The collected strips were then published in book form by André Deutsch.

Synopsis[edit]

In a tank Herr Thatchler leads the charge; Jock Steel and Doc "Killer" Owen are helplessly entrenched; and "Fatty" Heffer looks cynically on as "Taffy" Kinnock leads the retreat.

The strip is considered to rank alongside the best to appear in the magazine. It was a satirical presentation of the struggles of the Labour Party opposition led by Neil Kinnock against the Conservative government led by Mrs Thatcher. The style borrowed liberally from Fleetway's War Picture Library comic series, and also D. C. Thomson & Co.'s Commando. In such comics the Germans were typically portrayed as one-dimensional stereotypes, uttering phrases such as "Dummkopf", "Der Teufel", "Donner und Blitzen", "Gott in Himmel", "Schweinhund", etc. seemingly spoken in the accents used by Nazi villains in British war films.
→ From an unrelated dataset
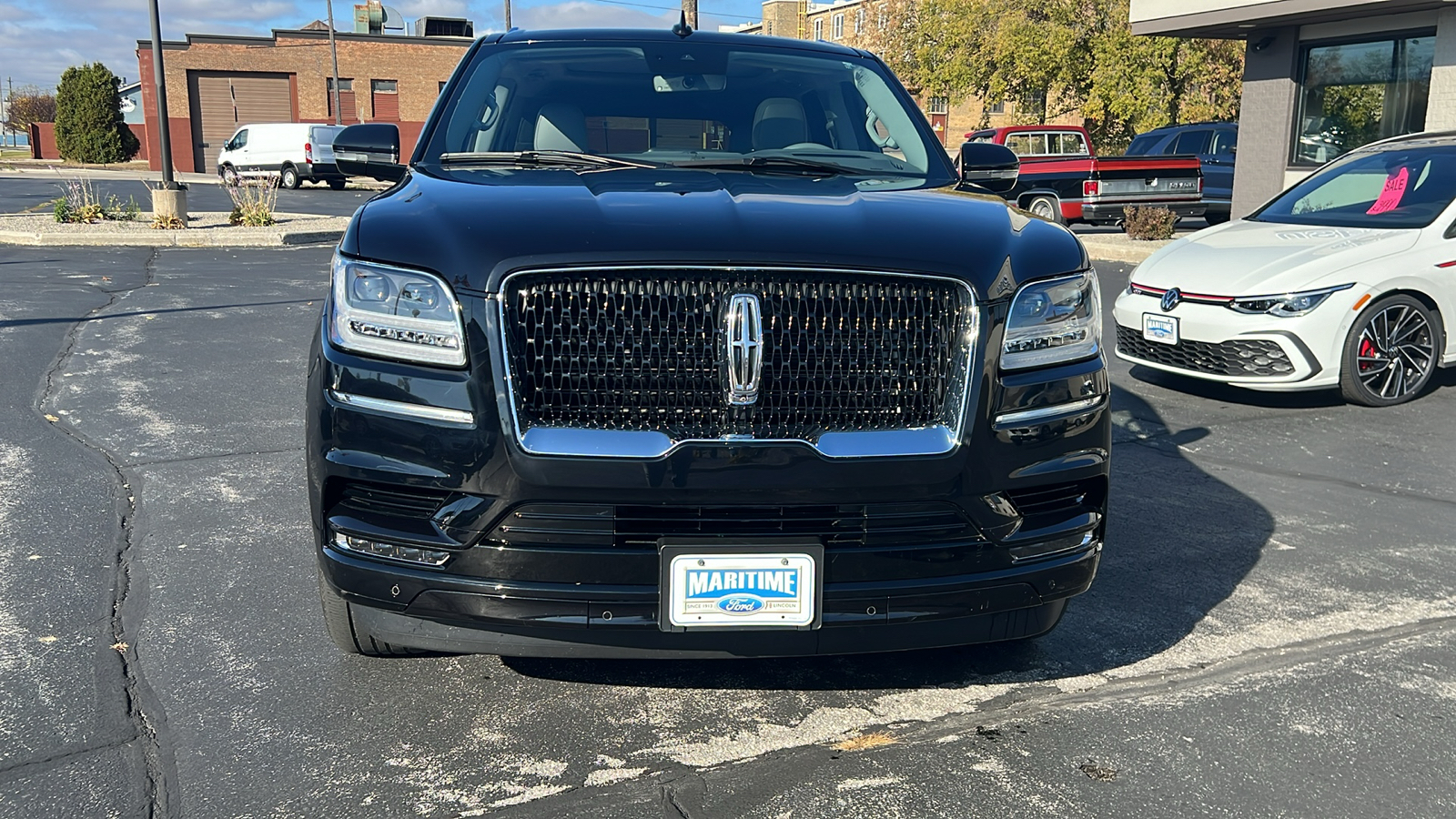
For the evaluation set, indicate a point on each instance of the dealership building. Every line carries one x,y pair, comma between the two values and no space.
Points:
217,84
1321,76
This was reflected in Battle for Britain.

The background[edit]

There were three groups of protagonists.

The humour[edit]

The humour in the strip relied heavily on puns and put-downs, with characters often making cynical and unpleasant remarks at others on their own side. "Taffy" Kinnock in particular is always mocked by "Fatty" Heffer's cruel cockney humour. Meanwhile, von Gummer and later Jeffroech Archer (Jeffrey Archer) are referred to by Thatchler's other henchmen as "Gumkopf" and "Archcreep schwein". Hislop and Newman skilfully portrayed events in contemporary political life in terms of the fictional battle stories as depicted in the comic-books:

Example[edit]

Cartoon from 1986

This particular example of the strip was published in Private Eye in July 1986 at about the time when Parliament was about to go into recess.

  • Labour had just won the Newcastle-under-Lyme by-election.[1] Kinnock (holding the flag) was in the middle of a struggle to assert his authority as party leader in the face of an attempted takeover by the entryist Militant group, and had recently managed to expel leading Militant activist Derek Hatton from the party.[2] Hatton (carrying the bag) is shown with fellow left-wingers (but not Militant members) Tony Benn (in the dress) and Eric Heffer.
  • The Alliance had failed to gain the seat by about 800 votes.[3] They had complained that the media were not giving them as much coverage as they felt their campaign deserved, which they alleged cost them a famous win.
  • Thatcher was being heavily criticised by other Commonwealth leaders for her mildly lukewarm support for sanctions against the apartheid regime in South Africa led by President P.W. Botha.[4]
  • As a result, half the eligible participant countries boycotted the 1986 Commonwealth Games being held in Edinburgh.
  • The Conservative Party was worried about its standing in the opinion polls, especially as speculation was starting to grow that a general election was likely to be held the following year.

Aftermath[edit]

When the series ended in 1987, it was replaced by Dan Dire, Pilot of the Future?, which took a similar comic book view of politics. This time the model was Frank Hampson's artwork for Dan Dare, in the popular 1950 - 1969 comic for boys Eagle. In keeping with the science fiction theme, Kinnock became "Dan Dire" (the questioning title was over whether or not he would ever be Prime Minister); Mrs Thatcher became "The Maggon" in reference to Dan Dare's arch-enemy The Mekon; and Owen became "Doctor Whowen", a reference to BBC sci-fi hero Doctor Who.